Anggota Dewan Perwakilan Daerah (DPD) dari Provinsi Lampung, Andi Surya, mengemukakan wacana agar Pemerintah Provinsi Lampung melibatkan para pemangku kepentingan dan masyarakat untuk mengevaluasi seluruh lahan hak guna usaha (HGU) dan hak pengelolaan lahan (HPL) yang ada di wilayah itu.
“Saya sangat setuju jika kita semua, baik pemerintah, kaum politisi, tokoh-tokoh masyarakat dan seluruh pimpinan daerah melakukan evaluasi ulang terhadap aset-aset negara dan daerah sehingga akan diperoleh data yang lebih konkrit dan terkini terhadap aset-aset Lampung ini," terang Andi kepada pers, Senin (20/11).
Andi menilai, banyak terjadi konflik-konflik tanah yang melibatkan BUMN, perusahaan swasta, dan pemerintah yang berhadapan langsung dengan kepentingan lahan rakyat. Di sisi lain, Pemprov Lampung sendiri masih menemui kesulitan dalam mengendalikan aset-aset daerah terutama terkait dengan pendataan dan administrasi aset.
Mantan anggota DPRD Lampung tersebut menambahkan, termasuk juga mendata, mengevaluasi dan mengukur ulang lahan negara yang telah di-HGU atau HPL-kan. "Kedua komponen ini berdasarkan pengaduan masyarakat kepada saya ditemukan masalah. Banyak HGU dan HPL yang tidak sesuai dengan ukuran yang sebenarnya, ada juga yg menelantarkan HGU, dan bahkan ada yang menyerobot tanah-tanah adat dan milik warga," ujarnya.
HGU dan HPL yang dikeluarkan pemerintah malah tidak memberikan nilai tambah kehidupan bagi kesejahteraan rakyat, maka sudah semestinya dievaluasi ulang. “Apalagi saat ini tengah getol-getolnya Presiden Jokowi melalui BPN untuk segera mensertifikasi lahan-lahan rakyat yang bermasalah".
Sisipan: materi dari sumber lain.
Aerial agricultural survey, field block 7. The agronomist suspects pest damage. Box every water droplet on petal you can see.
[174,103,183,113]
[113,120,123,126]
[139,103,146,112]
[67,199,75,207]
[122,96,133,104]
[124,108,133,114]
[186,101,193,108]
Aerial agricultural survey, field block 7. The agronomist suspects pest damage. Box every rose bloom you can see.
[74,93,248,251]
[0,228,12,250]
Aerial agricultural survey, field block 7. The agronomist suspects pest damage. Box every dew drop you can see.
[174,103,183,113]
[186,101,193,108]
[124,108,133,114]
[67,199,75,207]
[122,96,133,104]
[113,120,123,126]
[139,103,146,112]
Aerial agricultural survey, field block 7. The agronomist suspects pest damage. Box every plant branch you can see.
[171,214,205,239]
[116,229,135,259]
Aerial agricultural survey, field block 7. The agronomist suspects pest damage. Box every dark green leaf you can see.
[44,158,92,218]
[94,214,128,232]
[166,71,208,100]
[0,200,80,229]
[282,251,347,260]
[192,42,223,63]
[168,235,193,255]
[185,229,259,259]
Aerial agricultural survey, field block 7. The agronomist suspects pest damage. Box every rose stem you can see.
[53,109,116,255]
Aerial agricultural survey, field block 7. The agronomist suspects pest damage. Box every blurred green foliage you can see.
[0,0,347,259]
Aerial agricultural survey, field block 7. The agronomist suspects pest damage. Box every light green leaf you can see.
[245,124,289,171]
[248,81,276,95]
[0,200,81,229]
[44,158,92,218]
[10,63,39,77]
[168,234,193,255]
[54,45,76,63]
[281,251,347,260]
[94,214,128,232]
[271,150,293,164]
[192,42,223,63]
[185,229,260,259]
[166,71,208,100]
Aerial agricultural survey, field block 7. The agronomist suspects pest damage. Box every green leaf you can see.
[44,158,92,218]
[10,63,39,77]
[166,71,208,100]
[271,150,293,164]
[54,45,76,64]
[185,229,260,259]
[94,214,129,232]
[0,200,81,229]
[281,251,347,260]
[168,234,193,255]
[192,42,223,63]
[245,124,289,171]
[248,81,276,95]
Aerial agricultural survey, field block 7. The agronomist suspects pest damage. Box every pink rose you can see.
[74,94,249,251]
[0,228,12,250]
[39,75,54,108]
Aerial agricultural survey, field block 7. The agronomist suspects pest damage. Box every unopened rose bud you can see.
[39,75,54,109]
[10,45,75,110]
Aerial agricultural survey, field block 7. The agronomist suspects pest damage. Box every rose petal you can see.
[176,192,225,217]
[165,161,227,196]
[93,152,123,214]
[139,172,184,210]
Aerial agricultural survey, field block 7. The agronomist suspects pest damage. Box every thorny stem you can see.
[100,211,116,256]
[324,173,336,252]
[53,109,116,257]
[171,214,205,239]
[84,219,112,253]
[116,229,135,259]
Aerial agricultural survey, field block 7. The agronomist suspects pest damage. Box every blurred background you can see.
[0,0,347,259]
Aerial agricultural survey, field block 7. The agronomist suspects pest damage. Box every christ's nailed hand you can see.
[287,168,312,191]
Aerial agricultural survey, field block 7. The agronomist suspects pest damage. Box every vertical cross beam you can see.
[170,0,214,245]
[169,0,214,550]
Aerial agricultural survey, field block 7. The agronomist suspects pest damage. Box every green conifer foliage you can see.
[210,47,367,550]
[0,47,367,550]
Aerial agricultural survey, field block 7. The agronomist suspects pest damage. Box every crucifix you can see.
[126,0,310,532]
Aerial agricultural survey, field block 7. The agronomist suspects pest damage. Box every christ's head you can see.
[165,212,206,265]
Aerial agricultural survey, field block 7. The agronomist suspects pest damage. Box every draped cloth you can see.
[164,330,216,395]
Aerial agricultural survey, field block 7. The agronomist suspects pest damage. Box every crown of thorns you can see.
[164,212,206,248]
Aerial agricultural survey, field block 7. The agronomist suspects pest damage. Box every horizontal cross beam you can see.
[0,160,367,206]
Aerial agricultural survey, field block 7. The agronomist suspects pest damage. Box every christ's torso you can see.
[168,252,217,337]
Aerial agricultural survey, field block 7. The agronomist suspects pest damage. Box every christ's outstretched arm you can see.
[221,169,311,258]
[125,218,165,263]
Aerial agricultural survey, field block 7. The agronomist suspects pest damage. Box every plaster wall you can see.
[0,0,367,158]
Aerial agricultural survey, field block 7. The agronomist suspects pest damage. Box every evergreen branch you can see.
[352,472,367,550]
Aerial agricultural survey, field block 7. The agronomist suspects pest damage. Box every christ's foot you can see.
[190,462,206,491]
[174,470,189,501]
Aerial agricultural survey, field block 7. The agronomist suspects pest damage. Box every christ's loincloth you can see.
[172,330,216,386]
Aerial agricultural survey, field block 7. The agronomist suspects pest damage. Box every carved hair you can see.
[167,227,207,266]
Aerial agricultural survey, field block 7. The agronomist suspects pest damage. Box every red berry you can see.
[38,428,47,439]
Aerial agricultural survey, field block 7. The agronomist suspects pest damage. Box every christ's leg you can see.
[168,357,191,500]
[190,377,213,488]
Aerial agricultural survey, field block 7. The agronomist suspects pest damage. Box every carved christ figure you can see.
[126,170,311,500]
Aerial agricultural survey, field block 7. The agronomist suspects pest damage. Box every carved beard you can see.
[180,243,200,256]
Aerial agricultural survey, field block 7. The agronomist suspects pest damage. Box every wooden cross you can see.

Andi juga menyoroti lahan-lahan yang dikuasai BUMN seperti HPL Pelindo di Pidada Panjang, Tanah GroonKart PT. KAI serta HPL Pemprov Lampung di Waydadi. “Ini harus segera diverifikasi ulang, karena secara umum keberadaan alas hak atas lahan-lahan tersebut tidak bisa atau mampu menunjukkan secara jernih status hak-nya,’ ujar dia.
Misalnya, tambah Andi, soal GroonKaart PT KAI. GroonKaart adalah produk Zaman Belanda, otomatis PT. KAI harus melepaskan klaimnya karena tidak memiliki dasar hukum RI. Sedangkan HPL Pelindo dan Pemprov Lampung, yang asal muasal munculnya tidak memperhitungkan keberadaan masyarakat yang telah menempati lahan itu lebih dari 20 tahun.
“Sesuai dengan UU Pokok Agraria No. 5/1960, dan lahan-lahan HGU yang dikuasai perusahaan swasta banyak melanggar hak adat serta menyingkirkan hak warga yang telah lama menempatinya. “Alangkah baiknya penguasaan HGU dan HPL dilakukan pendataan ulang,” katanya.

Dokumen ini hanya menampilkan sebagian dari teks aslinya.